Among its products, the CVTN offers the monitoring of Internet sources of information (Internet monitoring).
Due to the staggering amount of information it contains, Internet has become today’s de facto source for information. Companies’ web pages, weblogs, and news disseminated on the Internet can be of great interest for any company, which seeks to search for trends, or to identify the rumors related to subjects that are sensitive relative to the development of its business.
Because of the increasing amount of information sources on the Internet, the problems related to the capturing current and relevant information from the Internet are becoming more and more complex.
The monitoring of Internet pages is realized with the help of monitoring agents that detect the updates from a set of selected web pages.
However, the means of filtering used by the monitoring agents available at the CVTN are not well adapted to work with all the keywords used in multilingual terminology. Moreover, despite the keywords filtering, the detected updates still contain a high proportion of noise, making it essential to execute a complementary filtering, carried out by a human agent. Without dedicated tools, this level of complementary filtering, called “refining” in this paper, can be time consuming and expensive. This is why an experimentation and research work has been conducted at the CVTN in order to develop a tool to quickly and simply select relevant information gained from the surveillance process. Naturally this will also have the benefit of lowering the cost of Internet monitoring.
This article aims to present the work undertaken to realize a first version of a refining tool based on a lexical coloring process, and to show how this work is in line with the modular software approach developed for the Internet surveillance process. On one hand, the CVTN aims to reduce software constraints (Perbal, Dubois, & Schosseler, 2004) and, on the other hand to develop monitoring systems based on reusable elements proven to be reliable in the production phase.

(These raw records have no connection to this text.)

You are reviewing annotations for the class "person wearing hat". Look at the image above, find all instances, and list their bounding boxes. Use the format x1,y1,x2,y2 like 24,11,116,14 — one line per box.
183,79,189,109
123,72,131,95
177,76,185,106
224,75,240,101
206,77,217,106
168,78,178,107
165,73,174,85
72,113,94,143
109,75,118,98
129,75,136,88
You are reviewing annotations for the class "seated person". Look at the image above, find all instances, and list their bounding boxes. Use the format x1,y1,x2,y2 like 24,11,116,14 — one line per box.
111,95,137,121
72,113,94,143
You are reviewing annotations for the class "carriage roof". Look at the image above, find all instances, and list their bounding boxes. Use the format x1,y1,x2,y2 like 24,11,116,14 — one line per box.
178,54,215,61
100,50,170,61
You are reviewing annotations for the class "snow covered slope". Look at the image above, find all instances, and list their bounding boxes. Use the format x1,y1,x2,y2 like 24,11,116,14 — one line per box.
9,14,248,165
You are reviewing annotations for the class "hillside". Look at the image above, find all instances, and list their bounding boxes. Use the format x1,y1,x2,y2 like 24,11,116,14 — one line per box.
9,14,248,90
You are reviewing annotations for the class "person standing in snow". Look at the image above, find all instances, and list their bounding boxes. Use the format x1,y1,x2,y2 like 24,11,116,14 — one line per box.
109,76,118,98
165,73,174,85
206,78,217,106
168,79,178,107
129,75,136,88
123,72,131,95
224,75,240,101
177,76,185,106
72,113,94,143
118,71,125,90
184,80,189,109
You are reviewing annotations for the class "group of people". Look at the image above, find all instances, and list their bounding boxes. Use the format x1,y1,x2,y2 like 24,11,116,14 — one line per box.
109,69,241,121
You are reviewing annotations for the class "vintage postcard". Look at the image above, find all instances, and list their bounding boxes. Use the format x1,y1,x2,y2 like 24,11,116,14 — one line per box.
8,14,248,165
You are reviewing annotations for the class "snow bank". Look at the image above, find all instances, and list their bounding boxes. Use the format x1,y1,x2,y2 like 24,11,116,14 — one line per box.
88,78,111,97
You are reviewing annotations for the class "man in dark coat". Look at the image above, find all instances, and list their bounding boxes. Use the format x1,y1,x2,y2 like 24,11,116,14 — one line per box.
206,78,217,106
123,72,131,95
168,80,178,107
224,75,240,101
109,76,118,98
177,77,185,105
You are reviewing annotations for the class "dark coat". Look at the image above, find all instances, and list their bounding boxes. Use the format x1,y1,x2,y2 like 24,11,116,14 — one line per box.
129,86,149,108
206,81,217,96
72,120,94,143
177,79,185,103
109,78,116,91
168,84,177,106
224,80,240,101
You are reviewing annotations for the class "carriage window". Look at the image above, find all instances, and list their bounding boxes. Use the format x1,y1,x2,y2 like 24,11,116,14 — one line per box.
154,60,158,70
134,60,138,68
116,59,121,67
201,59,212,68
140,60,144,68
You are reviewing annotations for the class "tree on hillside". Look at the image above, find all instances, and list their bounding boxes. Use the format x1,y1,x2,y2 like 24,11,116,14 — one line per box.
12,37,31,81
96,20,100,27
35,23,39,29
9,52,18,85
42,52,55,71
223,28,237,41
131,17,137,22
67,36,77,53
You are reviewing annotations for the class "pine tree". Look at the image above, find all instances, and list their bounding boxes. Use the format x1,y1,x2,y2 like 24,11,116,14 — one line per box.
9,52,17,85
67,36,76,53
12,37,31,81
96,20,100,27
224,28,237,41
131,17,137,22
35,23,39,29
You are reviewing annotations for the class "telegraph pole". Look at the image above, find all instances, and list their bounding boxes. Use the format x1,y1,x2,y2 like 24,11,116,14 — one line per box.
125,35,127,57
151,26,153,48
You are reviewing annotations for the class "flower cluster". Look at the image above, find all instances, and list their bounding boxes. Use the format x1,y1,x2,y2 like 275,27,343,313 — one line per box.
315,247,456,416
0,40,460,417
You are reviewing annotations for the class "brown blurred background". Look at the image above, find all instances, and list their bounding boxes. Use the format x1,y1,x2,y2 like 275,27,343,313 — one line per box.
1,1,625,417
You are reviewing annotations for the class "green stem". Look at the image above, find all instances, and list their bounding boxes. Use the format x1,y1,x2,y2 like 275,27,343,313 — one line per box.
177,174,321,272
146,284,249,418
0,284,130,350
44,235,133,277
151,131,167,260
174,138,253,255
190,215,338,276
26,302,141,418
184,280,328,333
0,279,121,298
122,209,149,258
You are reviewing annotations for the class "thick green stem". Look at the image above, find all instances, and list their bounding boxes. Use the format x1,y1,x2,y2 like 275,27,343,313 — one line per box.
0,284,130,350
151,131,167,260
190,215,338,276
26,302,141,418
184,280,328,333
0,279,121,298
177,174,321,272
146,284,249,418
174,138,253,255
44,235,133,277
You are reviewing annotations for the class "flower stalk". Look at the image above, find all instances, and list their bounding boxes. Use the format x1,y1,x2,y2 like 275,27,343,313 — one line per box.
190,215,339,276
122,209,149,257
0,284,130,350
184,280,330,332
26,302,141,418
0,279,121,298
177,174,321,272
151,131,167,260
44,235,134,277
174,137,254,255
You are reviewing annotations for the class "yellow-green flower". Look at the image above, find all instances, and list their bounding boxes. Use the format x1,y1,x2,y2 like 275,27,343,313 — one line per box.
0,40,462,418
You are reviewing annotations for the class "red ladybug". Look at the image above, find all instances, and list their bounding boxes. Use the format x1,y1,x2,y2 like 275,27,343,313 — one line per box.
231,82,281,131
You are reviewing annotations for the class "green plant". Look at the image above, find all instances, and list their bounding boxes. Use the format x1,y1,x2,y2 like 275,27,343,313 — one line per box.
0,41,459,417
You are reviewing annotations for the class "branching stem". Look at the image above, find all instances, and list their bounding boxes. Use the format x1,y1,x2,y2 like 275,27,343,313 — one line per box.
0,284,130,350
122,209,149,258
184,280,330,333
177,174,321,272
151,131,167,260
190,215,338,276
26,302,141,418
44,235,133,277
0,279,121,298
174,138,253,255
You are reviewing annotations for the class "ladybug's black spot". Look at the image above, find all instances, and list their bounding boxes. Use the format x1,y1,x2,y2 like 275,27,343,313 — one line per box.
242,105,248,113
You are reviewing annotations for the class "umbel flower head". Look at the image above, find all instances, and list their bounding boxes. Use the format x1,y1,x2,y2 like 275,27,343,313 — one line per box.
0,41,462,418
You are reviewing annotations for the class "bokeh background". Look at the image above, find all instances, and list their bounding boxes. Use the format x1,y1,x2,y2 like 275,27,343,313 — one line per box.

Thus, we will first present the limits of the filtering means included in the monitoring agents, which implies the necessity of building a refining module. Then, we will expose the terminology structure to describe a subject to monitor, as well as the functioning of the refining module, which is based on this terminology. The software system which includes the monitoring agent with the refining module, will be briefly described. Then, the conclusion on the use of the agent in the techno-legal field will be drawn. Finally, the improvement perspectives will be discussed, particularly on carrying out analysis and visual representations on the relevant corpus.
Limits of the filtering means included in the monitoring agents
The main objective of a monitoring agent is to detect the updates in a set of web pages (or poss ibly in a set of documents such as pdf files for example). It also enables the creation of alarms (sound, email) when updates are detected on a targeted set of monitored web pages.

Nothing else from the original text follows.